対象者には43問それぞれの冒頭に新型コロナに関する数十文字の情報を表記したリンクをランダムな順番で見せた。リンクのそばには「誤情報」「正情報」というラベルをつけており、誤情報の場合はリンクをクリックすると訂正記事が表示される仕組みで、各対象者がどのリンクをクリックするかを記録した。
田中准教授らが考案した「クリック行動分析指標」(Fact Avoidance/Exposure Index)を用いて記録を分析。指標では参加者それぞれが「正情報」「誤情報」のリンクをクリックした全回数から「信じている誤情報」のリンクをクリックすると期待される回数(期待値)を求め、実際に「信じている誤情報」をクリックした回数と期待値のどちらが大きいかを計算した。
その結果、「信じている誤情報」をクリックした回数が期待値を上回る人(信じている誤情報に対する訂正記事を選択的にクリックするグループ)は57%にあたる286人で、「信じている誤情報」をクリックした回数が期待値を下回る人(信じている誤情報に対する訂正記事を選択的に避けるグループ)は43%にあたる214人にのぼった。
さらに、各グループについて誤情報のリンクをどのようにクリックしているか詳細に分析した。「信じていない誤情報」のリンクをクリックする頻度はどちらのグループも25%前後だった。一方、「信じている誤情報」のリンクについては期待値を上回るグループは42%の頻度でクリックしているのに対し、期待値を下回るグループでは7%の頻度でしかクリックしなかった。田中准教授は「信じている誤情報に対する訂正記事を選択的に避けているグループでは、誤った信念の93%は訂正される機会を逃していることを意味している」としている。

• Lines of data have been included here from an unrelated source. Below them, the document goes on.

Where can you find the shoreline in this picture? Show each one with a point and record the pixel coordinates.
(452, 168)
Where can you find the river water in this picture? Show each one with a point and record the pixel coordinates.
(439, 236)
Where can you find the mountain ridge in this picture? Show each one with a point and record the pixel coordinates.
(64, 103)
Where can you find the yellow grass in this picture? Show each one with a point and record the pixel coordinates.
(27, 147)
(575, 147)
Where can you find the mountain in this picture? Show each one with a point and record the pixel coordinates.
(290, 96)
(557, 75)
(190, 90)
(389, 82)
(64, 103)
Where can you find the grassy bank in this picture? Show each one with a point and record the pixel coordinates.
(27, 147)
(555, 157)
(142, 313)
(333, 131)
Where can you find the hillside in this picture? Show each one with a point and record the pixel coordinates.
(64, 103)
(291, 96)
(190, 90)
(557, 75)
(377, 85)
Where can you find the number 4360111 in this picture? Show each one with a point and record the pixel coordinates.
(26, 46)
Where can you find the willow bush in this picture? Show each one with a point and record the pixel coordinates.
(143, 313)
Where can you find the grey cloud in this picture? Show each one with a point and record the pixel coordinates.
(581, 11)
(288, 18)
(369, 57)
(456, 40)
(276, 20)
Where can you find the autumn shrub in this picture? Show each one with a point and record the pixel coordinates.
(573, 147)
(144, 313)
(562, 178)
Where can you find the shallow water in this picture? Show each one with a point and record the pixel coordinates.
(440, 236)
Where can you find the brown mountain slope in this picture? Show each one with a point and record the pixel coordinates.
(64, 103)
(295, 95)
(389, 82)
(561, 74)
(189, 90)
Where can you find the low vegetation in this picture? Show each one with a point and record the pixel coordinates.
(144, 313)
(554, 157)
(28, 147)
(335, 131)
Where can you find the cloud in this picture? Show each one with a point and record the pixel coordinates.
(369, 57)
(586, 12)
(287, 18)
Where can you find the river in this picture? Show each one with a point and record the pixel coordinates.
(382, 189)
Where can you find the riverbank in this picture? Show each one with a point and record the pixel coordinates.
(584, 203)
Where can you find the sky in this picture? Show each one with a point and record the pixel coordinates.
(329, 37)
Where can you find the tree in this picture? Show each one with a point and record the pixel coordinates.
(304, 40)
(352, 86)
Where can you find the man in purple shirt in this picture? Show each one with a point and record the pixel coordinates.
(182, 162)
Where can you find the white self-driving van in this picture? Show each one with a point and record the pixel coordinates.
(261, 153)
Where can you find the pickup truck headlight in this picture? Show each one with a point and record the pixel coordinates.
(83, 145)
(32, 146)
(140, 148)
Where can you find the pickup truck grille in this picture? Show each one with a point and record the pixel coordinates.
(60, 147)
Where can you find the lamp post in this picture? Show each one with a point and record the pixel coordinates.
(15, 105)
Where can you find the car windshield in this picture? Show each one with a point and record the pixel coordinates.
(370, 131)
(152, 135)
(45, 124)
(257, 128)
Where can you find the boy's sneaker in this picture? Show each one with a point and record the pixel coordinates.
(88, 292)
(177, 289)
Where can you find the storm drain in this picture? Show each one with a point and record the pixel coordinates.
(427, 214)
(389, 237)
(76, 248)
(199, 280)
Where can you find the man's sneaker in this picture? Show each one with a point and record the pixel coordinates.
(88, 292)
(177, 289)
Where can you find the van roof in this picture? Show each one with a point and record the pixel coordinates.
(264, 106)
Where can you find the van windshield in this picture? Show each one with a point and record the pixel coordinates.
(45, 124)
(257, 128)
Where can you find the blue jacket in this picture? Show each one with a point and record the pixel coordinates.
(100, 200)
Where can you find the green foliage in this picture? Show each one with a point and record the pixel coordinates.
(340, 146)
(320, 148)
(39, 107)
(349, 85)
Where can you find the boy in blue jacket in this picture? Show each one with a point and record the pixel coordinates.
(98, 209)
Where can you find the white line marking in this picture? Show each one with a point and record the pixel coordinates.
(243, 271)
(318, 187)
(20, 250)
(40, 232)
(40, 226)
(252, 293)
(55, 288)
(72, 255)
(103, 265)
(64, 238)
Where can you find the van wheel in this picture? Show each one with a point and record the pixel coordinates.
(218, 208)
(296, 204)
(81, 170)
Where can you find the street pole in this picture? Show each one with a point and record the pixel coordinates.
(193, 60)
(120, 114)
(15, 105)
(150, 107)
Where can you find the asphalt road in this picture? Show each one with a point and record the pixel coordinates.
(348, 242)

信じている誤情報に対する訂正記事を選択的に避けるグループに年代や性別、学歴との関係性は見つかっていない。クリック行動の選択的回避は確認されたばかりで、メカニズムについては今後、心理学や認知科学、情報科学など多くの観点から仮説を立てて検討していく必要がある。
田中准教授は「ファクトチェックなどの取り組みによる誤情報の訂正について、訂正情報にアクセス可能な状態にするだけでは誤情報を信じている人に訂正情報を届けることにはつながらない。訂正情報の届け方にどんな工夫が必要かを、今後の研究を通じて明らかにしていきたい」と話している。
研究は東京学芸大学と理化学研究所、東北大学、名古屋大学と共同で、科学技術振興機構(JST)戦略的創造研究推進事業や日本学術振興会の科学研究費助成事業の支援を受けて行い、国際学会(CHI2023)の会議論文集に4月19日掲載された。